Review: Deus Ex – Human Revolution – Director’s Cut / Developer: Eidos Montreal / Publisher: Square Enix / Platform: PC Game, Playstation 3, Xbox 360, Wii U / Release Date: Out Now

Originally released in 2011, Eidos’ acclaimed hit returns with a director’s cut consisting of the improved main game and the original DLC. Playing as professional Batman impersonator Adam Jensen, it is your job to investigate a crime that ended with you horribly scarred and your lover kidnapped. With new revelations at every turn, and political emotions boiling over from the use of cybernetic enhancements, Jensen finds the world is far from a safe or simple place…

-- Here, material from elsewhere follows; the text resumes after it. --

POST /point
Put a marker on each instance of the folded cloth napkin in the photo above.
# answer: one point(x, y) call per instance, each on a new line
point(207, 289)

Ultimately a touched up version of the original game, Deus Ex remains a very solid FPS with RPG elements. The art direction, mechanics and plot all worked to a great degree and remain strong points here. The setting, art direction and abilities system are all expertly designed, as are the rewards for scouring through areas for items. You’re normally working with limited supplies, but it’s what you choose to unlock which ultimately works the best. With abilities covering a broad spectrum, you can easily customize Jensen to everything from a sneaky hacker to a bullet sponge of a fighter.

One of Human Revolution’s major improvements relates to these abilities. The much-criticised boss battles are now much more open and offer angles beyond mere direct combat, with areas having been completely redesigned to offer things beyond just an outright brawl. Fighting against Barrett especially is infinitely more interesting, with options from hacking gun-turrets to hit and run assaults available to the player. All of them now allow for far more control over how you approach the problems of the Tyrants.

While bosses are improved, the AI isn’t so much. Despite being touted as a feature, there are few apparent differences with the original beyond one or two fewer goofs. Expect them to show less stunning incompetence, but more squad-based survivability. There are also few graphical improvements over the original, with some of the facial animations beginning to look stiff even only a few years after release.

This isn’t to say Human Revolution is a bad title, and many other new additions do enhance it. The commentary especially is well worthwhile, giving great insight into the game’s environments and stylised look. Another enhancement, unique to the Wii U, is the use of the gamepad for hacking, making one core element infinitely more enjoyable to play. The inclusion of a New Game+ is similarly fun for those wanting a massive power trip, giving you the chance to waltz around with full upgrades and a plasma cannon.

Human Revolution – Director’s Cut is an outstanding title and enhances one of the best Square Enix products of this decade. While offering little to those who already own the original, it tweaks enough of the criticised problems to warrant a look and is a must-buy to anyone yet to purchase any incarnation of the game.